Issue with date and inferSchema option in spark 3.1-CodePudding

I have a CSV file with a date column as shown below,

datecol
----------
2021-01-11
2021-02-15
2021-02-10
2021-04-22

If I read this file by enabling inferSchema in spark version 2.4.5 I'm getting below schema,

root
 |-- datecol: timestamp (nullable = true)

But in spark 3.1 below is the ouput.

root
 |-- datecol: string (nullable = true)

I have checked migration guide from spark documentation but didn't get any information about this.

Could anyone please confirm if it's a bug or do I need to use some other configurations?

CodePudding user response：

This is an effect of the Spark migration to Java 8 new Date API since Spark 3 . You can read from the migration guide:

Parsing/formatting of timestamp/date strings.

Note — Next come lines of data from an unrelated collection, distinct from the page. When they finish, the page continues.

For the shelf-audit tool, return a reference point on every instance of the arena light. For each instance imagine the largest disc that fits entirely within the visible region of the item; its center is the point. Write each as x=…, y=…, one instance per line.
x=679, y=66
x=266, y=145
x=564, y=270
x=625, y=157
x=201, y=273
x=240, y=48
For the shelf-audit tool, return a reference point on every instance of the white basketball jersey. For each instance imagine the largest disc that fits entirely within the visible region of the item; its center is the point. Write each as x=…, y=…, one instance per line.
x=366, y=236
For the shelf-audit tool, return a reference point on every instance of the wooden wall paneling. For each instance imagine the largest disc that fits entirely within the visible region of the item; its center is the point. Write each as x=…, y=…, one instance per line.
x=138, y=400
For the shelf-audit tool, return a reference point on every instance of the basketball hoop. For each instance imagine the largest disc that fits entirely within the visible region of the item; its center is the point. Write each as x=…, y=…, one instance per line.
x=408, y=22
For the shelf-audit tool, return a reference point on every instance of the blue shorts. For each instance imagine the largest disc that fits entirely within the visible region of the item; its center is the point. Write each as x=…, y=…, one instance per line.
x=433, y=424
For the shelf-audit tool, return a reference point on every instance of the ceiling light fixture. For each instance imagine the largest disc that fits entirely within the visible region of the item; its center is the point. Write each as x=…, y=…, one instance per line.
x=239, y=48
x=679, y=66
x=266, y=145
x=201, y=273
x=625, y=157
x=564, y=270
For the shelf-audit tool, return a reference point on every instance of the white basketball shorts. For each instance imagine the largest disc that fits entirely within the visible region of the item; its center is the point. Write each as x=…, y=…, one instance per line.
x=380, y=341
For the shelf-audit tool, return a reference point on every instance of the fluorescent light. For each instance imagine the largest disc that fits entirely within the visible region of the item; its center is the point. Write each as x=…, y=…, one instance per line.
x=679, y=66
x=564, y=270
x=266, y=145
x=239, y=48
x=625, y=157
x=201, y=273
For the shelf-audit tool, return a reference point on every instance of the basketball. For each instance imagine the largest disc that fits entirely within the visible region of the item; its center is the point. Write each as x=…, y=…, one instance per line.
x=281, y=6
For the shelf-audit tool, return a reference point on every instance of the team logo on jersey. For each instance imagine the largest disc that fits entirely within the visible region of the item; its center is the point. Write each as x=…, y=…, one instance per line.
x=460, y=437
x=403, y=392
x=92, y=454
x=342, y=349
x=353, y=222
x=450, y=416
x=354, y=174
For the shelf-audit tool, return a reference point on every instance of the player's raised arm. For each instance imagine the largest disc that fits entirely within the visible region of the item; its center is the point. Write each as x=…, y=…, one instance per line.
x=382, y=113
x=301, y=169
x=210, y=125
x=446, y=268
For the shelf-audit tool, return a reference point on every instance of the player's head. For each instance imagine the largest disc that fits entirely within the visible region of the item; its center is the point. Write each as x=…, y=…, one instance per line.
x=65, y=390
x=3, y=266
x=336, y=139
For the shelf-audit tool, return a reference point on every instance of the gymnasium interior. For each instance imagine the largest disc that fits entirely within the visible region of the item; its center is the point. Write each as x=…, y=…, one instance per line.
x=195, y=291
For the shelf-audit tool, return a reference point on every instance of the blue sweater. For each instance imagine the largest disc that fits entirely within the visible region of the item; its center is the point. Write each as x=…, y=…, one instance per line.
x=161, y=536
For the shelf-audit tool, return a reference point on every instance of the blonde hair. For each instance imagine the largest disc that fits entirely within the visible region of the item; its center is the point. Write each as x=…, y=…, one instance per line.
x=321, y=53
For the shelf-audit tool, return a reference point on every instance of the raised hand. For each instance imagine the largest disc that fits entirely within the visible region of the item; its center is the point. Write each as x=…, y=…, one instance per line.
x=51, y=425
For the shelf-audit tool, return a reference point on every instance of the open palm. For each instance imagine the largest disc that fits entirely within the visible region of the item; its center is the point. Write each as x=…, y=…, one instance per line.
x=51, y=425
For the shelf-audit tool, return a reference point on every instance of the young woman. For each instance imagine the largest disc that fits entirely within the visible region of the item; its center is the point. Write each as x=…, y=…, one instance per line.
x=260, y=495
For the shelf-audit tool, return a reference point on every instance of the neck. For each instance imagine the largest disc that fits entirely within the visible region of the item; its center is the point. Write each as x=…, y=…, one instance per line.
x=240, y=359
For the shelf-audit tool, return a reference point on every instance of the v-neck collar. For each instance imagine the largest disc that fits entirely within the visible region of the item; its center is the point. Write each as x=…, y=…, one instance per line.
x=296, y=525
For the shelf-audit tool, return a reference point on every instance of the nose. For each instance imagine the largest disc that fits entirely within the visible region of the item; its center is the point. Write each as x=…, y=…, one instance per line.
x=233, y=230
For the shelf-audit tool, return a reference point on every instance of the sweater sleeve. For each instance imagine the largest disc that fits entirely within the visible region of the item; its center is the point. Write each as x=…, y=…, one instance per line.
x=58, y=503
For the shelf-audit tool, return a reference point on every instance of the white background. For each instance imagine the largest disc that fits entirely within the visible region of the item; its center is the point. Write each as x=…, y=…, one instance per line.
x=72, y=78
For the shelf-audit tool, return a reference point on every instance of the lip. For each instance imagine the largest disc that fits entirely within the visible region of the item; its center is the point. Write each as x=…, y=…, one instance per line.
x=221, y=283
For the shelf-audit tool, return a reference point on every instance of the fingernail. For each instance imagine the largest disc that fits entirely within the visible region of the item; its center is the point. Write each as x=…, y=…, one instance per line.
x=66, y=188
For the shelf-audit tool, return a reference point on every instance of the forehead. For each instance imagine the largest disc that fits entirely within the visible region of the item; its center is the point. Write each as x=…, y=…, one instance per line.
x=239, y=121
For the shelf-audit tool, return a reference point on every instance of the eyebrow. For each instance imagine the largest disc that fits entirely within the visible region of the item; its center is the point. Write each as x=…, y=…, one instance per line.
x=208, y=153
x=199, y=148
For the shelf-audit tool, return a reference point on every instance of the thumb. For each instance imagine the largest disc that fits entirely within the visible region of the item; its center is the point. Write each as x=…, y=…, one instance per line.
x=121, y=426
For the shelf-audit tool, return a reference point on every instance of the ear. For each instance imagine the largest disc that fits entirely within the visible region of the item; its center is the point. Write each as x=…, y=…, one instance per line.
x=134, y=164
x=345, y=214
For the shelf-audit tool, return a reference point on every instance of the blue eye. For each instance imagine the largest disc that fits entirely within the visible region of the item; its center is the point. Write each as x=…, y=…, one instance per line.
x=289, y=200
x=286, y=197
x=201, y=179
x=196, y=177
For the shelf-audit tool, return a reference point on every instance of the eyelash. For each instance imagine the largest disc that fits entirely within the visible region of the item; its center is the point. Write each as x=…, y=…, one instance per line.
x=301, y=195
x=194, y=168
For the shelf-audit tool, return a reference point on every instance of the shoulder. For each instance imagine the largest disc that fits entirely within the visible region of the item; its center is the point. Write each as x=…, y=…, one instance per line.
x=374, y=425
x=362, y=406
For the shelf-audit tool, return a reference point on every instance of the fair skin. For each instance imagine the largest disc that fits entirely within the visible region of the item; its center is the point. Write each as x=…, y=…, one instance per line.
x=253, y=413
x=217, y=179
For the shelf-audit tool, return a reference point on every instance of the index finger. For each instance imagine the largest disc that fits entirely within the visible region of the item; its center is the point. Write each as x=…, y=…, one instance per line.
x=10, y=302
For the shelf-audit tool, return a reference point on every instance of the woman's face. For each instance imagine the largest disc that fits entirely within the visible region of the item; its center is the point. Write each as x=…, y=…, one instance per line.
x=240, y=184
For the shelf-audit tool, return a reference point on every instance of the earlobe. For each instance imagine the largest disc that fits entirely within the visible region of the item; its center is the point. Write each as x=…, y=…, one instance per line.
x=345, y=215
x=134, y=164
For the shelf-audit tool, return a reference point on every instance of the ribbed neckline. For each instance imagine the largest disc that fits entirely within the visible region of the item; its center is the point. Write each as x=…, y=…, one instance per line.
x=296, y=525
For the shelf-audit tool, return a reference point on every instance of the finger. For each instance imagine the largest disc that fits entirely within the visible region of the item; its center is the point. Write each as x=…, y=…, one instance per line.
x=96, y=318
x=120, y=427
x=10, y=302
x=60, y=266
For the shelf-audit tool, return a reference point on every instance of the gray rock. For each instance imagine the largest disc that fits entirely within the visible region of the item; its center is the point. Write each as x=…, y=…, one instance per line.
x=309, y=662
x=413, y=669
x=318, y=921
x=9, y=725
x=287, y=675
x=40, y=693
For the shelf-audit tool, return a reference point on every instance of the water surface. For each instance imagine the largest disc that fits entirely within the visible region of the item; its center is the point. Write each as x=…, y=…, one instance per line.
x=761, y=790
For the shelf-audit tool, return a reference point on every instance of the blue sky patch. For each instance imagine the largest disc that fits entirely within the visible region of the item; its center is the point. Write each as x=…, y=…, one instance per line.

This effects on CSV/JSON datasources [...]. New implementation performs strict checking of its input. For example, the 2015-07-22 10:00:00 timestamp cannot be parse if pattern is yyyy-MM-dd because the parser does not consume whole input. Another example is the 31/01/2015 00:00 input cannot be parsed by the dd/MM/yyyy hh:mm pattern because hh supposes hours in the range 1-12. In Spark version 2.4 and below, java.text.SimpleDateFormat is used for timestamp/date string conversions [...].

In fact, inferSchema does not detect DateType but only TimestampType. And since by default in CSV Data Source, the parameter timestampFormat is yyyy-MM-dd'T'HH:mm:ss[.SSS][XXX] then it is not converted into timestamp for the reason cited above.

You can try to add the option when loading csv:

val df = spark.read.option("inferSchema", "true").option("timestampFormat", "yyyy-MM-dd").csv("/path/csv")